Впервые на нежном ее лице зазмеились преждевременные морщинки постарения. Герцен смотрел на них со слезами.
— Мы, уцелевшие, — сказал он, обнимая ее, — должны прижаться друг к другу теснее.
Но, говоря так, он видел, что Натали тает, уходит, хоть временами у нее бывали вспышки обычного ее возбуждения.

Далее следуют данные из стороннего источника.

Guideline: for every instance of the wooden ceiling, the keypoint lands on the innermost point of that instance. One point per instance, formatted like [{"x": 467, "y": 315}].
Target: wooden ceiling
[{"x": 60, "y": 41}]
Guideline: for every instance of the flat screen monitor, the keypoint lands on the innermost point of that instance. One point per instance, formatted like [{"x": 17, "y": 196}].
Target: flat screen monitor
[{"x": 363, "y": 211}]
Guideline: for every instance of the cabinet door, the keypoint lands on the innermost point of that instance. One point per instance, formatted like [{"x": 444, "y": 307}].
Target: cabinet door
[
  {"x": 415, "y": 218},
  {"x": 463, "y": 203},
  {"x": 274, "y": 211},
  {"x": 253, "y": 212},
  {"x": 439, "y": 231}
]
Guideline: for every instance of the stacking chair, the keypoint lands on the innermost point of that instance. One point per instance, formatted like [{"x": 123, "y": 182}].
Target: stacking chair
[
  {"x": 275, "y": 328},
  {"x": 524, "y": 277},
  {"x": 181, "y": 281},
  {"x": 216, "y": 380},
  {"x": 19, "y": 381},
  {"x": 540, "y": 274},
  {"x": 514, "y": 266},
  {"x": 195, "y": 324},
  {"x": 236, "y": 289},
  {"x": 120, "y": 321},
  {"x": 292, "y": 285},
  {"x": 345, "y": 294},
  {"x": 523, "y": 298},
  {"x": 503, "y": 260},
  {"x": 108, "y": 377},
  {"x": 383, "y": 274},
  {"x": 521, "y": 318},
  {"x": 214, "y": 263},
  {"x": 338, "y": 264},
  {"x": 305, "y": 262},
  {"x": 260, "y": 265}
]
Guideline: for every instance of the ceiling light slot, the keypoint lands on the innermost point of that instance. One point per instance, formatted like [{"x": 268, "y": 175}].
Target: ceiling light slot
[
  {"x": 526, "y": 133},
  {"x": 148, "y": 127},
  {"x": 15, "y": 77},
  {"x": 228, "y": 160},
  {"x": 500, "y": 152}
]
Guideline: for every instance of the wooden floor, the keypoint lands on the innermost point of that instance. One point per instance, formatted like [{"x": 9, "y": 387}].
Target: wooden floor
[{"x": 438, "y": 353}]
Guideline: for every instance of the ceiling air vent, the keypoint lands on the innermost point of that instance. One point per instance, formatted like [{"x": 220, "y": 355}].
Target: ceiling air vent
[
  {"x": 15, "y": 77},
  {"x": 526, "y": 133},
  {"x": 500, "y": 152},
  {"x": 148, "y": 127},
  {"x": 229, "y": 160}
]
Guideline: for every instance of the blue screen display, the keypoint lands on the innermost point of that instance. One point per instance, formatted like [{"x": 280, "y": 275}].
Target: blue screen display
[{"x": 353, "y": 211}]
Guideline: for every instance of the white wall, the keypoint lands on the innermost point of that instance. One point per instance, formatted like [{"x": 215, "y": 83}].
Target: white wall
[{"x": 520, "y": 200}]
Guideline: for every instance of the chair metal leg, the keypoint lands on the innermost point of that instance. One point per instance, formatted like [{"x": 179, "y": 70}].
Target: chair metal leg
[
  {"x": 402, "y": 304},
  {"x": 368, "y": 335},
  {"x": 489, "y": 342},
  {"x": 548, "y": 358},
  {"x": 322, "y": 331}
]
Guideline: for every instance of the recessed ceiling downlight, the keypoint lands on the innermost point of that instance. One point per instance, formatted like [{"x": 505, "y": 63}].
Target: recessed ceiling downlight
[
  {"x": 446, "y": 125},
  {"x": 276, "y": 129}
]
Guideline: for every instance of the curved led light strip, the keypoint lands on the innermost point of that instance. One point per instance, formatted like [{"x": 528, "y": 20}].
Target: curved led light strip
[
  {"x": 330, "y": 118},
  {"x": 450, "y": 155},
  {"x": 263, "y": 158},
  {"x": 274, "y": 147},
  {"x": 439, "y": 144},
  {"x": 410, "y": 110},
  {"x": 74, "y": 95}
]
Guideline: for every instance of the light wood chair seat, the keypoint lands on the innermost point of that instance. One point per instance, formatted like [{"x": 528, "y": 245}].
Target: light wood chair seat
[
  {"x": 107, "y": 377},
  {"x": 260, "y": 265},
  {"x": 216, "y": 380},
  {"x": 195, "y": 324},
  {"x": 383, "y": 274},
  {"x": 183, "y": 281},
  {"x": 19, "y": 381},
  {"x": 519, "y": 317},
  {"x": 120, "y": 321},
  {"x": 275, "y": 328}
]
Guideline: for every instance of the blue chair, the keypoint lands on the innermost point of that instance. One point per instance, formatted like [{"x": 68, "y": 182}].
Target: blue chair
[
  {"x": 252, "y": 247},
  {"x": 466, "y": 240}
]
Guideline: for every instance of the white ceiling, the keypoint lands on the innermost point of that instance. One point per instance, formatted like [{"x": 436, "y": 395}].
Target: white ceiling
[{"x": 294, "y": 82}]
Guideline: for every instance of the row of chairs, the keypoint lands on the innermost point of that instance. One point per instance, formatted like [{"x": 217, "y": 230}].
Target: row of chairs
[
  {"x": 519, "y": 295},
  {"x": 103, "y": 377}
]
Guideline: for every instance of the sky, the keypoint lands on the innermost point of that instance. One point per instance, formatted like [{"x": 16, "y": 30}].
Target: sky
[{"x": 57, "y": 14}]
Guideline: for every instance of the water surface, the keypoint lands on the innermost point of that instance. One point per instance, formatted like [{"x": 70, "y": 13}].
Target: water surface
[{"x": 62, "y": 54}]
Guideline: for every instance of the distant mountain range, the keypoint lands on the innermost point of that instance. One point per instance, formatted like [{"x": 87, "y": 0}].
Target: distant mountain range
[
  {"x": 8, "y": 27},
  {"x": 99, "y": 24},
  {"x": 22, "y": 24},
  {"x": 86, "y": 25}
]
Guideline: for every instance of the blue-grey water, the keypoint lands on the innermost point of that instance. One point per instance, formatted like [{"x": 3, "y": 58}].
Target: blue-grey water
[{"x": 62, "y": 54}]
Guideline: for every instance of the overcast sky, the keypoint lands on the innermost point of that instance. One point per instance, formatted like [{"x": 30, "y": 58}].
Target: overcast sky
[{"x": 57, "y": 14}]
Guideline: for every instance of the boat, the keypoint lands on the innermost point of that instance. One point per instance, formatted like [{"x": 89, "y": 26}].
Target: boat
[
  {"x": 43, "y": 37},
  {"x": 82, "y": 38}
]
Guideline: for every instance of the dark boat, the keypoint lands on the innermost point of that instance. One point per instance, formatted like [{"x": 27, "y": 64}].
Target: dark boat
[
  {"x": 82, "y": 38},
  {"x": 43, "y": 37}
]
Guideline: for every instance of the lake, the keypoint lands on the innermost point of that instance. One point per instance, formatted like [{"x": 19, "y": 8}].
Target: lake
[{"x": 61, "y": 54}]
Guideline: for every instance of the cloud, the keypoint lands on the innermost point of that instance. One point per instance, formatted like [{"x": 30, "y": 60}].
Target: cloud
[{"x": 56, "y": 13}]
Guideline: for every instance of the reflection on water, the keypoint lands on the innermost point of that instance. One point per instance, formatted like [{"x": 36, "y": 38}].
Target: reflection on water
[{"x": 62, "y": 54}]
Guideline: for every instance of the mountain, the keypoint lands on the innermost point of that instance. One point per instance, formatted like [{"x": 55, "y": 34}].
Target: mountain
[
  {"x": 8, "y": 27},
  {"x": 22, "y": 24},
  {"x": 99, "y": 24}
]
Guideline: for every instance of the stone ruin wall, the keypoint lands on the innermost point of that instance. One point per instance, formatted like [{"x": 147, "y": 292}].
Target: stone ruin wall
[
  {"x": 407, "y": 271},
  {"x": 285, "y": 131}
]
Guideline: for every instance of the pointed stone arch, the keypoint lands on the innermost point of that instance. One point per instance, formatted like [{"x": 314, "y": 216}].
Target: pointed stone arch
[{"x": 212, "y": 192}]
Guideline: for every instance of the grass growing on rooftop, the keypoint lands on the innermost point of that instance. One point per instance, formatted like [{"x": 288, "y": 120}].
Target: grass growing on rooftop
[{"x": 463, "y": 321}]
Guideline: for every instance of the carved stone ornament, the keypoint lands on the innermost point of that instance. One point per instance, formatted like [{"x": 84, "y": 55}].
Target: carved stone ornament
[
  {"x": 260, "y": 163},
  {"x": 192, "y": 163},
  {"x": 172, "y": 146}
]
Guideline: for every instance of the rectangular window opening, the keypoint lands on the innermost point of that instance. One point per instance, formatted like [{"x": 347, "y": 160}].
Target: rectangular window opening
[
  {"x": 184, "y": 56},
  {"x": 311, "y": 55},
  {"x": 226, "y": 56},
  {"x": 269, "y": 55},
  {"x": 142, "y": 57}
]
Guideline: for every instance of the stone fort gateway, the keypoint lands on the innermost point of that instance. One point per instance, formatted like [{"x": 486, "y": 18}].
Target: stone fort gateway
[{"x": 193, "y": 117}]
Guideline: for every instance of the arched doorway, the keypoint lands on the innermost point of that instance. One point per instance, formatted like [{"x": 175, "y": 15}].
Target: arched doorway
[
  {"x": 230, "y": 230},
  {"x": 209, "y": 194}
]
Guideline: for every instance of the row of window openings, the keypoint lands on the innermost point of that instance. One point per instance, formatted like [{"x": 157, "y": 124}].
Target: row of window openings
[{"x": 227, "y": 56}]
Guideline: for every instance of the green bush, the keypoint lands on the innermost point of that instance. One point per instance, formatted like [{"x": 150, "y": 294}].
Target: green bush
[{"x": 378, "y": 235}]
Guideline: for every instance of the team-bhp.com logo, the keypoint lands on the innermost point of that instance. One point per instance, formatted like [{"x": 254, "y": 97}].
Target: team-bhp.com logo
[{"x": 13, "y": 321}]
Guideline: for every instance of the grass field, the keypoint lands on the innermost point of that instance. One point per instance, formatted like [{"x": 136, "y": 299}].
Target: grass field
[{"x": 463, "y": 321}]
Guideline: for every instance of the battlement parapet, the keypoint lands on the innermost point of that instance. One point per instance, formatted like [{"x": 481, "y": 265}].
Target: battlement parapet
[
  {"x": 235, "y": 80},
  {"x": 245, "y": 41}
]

«…Наташа, — писал Герцен в эти дни Маше Рейхель, — в дурном состоянии, то спит часов пять-шесть, то в какой-то неестественной экзальтации, чисто нервной…»
Опять это слово «экзальтация»…
Натали и сама писала Маше. Некоторые ее письма производят полусумасшедшее впечатление. Например:
«…С первой минуты ты была неразлучна… Ищу твои руки, зову тебя, вместе нести невыносимо тяжкий крест…»
Безумие… Кстати, с этого безумия Натали сняла аккуратную копию в тетрадь, куда она вписывала свои «легальные» письма.
Или другое:
«…И дерево умирает, если ему не засмолят такую рану… И у меня ничто ее не засмолит, до конца силы будут уходить в нее… Они и прежде бы уходили, только в цвет прекрасный, в плод, а теперь… на воздух…»
Конечно, горе… Но какие красивые, тщательно выделанные фразы, тоже с маниакальной аккуратностью перебеленные с черновика.
Герцен почти не отвечал на вопросы, да и вряд ли он понимал, о чем его спрашивают. Он не откликался, когда его звали, он просто не слышал других. Воображение его неотступно возвращалось туда, к Иерским островам, где сейчас одно лишь огромное масляное пятно колышется на воде.
Но он видел другое: вода заливает рот их, ноздри их… Он видел искаженный рот старухи матери… Господи! Нет, этого не вынести…
Герцен был, по старому русскому выражению, сам не свой. Нельзя сказать точнее. Он был неузнаваем. Друзья шептались за его спиной, что он тронувшийся, поврежденный, «не в себе». Феличе Орсини, трогательно заботившийся о нем, никого не допускал к нему в эти дни. «Не is almost insensible»[42],— заявлял он сурово посетителям.
Сколько же может вынести человеческое сердце? Сколько может вынести разум, чтобы не пошатнуться?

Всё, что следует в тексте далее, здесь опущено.